Bir öğretmen olarak plan yapmanın, öğretmen eğitimlerine katılmanın, iyi uygulamaları paylaşmanın önemine vurgu yapmaktasınız. Öğretmenlik uğraşında başka neleri önemli görmektesiniz?

Bu tabii ki önemli, öğrenmek ve paylaşmak kendimizi geliştiriyor. Onun yöntemi de şu şekilde oluyor: hakikaten öğretmen öğretmenden öğreniyor, öğretmen başkasından öğrenmiyor. O yüzden daha çok ders gözlemi yapmak gerekiyor ama “Oldum!” demeden dersi gözlemlemek ve kendimi nasıl geliştirebilirim, demek çok önemli. Öğretmen eğitimleri çoğalmaya başladı, Türkiye’de bu arttı. Ama bu biraz fuarcılığa girmeye başladı, bir organizasyonculuğa dönmeye başladı. Belli bir ücret veriyorsun, burada biraz gönüllü olmalı ve keyifle katılmalı. Ve beslenme. O da nasıl bir beslenme? Kültürel beslenme. Bu ülkenin en büyük eksikliği kültürel geri gidiş, bir vasatlık var. Beslemiyoruz kendimizi. Halk da beslemiyor, eğitimciler de beslemiyor. Kültürel beslenme; sanatla, edebiyatla beslenmek demek. Kimse sanatla ve edebiyatla beslenmiyor, herkes televizyonla beslenir oldu. İşte Televoleler’den, Survivorlar’dan, ünlü kişilerden ve evlenme programlarından geçilmeyen bir kültür var Türkiye’de. Bu kültür de sana bir genişlik ya da bir birikim sunmuyor. Ne ekersen onu biçersin, biz uzun solukludur memlekete kültürsüzlük tohumları ekiyoruz. O kültürsüzlük tohumlarıyla da bir şey biçemiyoruz ne yazık ki. Burada da dönüşüm analiz yapan, üst düzey düşünme becerileri gelişmiş olan öğretmenlerle başlayacak. Bunun yöntemi de çocukları KPSS yerine üst düzey düşünmeye hazırlamak, analiz yapmalarını sağlamak ve zihinlerini yormak. Biz zihinleri yormuyoruz, biz sadece ezberletiyoruz.
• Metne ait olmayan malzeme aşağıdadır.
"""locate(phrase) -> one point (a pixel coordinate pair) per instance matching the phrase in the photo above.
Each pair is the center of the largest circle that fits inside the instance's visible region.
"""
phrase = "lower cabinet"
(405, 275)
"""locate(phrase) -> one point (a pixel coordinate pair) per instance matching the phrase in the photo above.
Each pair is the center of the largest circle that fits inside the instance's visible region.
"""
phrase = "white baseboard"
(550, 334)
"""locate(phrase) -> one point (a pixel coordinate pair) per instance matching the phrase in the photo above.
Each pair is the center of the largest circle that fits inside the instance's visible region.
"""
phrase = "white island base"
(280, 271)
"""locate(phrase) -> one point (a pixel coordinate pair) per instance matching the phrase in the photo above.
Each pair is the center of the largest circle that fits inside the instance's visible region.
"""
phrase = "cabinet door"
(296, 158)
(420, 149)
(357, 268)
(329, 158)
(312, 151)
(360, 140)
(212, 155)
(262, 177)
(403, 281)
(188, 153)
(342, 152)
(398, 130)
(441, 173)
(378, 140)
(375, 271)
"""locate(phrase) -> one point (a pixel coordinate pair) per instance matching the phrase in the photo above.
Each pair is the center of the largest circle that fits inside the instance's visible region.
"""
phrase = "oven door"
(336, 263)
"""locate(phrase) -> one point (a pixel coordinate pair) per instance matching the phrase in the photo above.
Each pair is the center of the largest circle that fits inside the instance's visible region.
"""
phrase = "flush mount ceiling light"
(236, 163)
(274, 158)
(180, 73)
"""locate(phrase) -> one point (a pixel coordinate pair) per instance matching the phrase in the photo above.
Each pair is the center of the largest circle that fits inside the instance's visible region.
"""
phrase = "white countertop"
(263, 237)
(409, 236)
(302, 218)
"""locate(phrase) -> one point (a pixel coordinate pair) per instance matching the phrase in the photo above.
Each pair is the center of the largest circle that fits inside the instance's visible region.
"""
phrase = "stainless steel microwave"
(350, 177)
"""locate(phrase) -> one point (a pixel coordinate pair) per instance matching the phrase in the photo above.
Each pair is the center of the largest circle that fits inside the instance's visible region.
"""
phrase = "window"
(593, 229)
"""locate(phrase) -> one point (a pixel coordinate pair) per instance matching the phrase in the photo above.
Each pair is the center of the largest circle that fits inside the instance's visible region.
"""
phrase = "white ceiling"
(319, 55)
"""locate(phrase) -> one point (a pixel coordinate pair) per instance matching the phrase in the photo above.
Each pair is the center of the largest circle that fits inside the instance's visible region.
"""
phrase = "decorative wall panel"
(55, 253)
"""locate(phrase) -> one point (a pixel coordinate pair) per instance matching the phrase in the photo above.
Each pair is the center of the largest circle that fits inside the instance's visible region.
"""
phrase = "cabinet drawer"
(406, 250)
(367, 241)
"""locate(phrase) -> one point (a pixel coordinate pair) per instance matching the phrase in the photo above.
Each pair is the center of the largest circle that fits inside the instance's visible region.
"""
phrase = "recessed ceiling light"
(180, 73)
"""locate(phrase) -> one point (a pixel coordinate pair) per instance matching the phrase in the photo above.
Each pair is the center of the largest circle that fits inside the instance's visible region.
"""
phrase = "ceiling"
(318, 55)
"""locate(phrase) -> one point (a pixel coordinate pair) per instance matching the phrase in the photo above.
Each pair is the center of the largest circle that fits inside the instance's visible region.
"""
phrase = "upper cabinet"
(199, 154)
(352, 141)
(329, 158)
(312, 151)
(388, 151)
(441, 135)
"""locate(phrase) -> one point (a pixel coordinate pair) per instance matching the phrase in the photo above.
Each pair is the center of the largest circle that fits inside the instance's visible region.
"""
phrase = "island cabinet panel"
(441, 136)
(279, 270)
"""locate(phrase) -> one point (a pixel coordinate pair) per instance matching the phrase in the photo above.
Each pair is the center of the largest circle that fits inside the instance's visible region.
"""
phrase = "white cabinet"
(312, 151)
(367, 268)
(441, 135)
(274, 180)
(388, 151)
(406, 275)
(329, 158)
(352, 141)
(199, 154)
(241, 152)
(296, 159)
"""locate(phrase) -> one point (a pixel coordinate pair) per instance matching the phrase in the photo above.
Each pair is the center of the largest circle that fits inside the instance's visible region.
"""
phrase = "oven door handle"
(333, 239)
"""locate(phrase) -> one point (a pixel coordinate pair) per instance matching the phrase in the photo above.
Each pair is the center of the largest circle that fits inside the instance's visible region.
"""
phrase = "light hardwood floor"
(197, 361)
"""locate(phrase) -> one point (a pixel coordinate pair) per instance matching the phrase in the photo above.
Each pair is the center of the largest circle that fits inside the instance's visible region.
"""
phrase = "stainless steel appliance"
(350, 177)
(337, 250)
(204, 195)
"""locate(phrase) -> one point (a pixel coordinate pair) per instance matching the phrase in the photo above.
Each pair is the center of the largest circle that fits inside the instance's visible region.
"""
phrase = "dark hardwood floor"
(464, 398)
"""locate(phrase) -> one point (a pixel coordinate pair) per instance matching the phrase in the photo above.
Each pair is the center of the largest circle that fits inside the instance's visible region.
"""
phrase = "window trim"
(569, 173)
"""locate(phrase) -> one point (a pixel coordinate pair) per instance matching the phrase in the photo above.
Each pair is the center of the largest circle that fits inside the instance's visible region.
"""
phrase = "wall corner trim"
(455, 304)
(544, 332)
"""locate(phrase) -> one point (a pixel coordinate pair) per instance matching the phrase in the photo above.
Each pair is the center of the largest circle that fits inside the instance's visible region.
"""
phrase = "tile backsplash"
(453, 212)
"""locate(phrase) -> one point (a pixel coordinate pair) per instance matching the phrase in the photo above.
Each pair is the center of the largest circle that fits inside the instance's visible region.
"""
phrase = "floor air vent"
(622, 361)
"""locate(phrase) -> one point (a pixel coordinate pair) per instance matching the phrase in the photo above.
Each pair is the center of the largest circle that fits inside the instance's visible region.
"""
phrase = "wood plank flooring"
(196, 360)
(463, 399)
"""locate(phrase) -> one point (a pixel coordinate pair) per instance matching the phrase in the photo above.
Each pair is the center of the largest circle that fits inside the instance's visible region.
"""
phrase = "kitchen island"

Sınıf öğretmenliği ve Türkçe öğretmenliği branşlarının eğitim tablosunda parçalardan hangilerini oluşturduğunu düşünüyorsunuz? Türkçe ve sınıf öğretmenleri ve öğretmen adaylarına ne söylemek istersiniz?

Türkiye’de okul öncesi öğretmenleri gerçekten çok iyi çalışıyorlar, alanlarının ne kadar güçlü ve ne kadar değerli olduğunu anlatıyorlar. İngilizce öğretmenleri yine çok iyi çalışıyorlar ve alanlarının, İngilizce öğretiminin ne kadar önemli olduğunu ve İngilizce derslerinin nasıl öğretilmesi gerektiğine dair çok kafa yoruyorlar ve çok fazla konuşuyorlar. Ne yazık ki biz sınıf öğretmenleri alanımızın neden güçlü olduğu ve neler yapılması gerektiği konusunda belki de en az konuşan grubuz. Türkçe öğretmenliği ise çok arada kaldı, edebiyat öğretmenliğinin daha bir ağırlığı vardır. Türkçe öğretmenliği ara kadro gibi duruyor. Dil bilgisi öğretiyor, biraz da Türkçe becerisi öğretip kenara çekileyim gibi duruyor. Hâlbuki çok daha önemli. Burada YÖK’e gitmem lazım YÖK’ün verdiği dersler, öğretim ve öğretmenlik becerisini doldurmak üzere ne yazık ki kurulu değil. Türkçe öğretmenliği öğrencisi ile aldığı dersleri tartışsak saatlerce tartışabilirim. Mesela dinleme dersi ne? Dinleme becerisi nasıl geliştirilebilir? Dinleme becerisi için kaç ders aldınız şu ana kadar? Konuşma becerisi nasıl geliştirilir? Bunlar alanda yok, kimse burayı önemsemiyor ne yazık ki. Bu iki bölüm, sınıf öğretmenliği ve Türkçe öğretmenliği, ne yazık ki kendi alanına güçlü sarılan bir alan değil.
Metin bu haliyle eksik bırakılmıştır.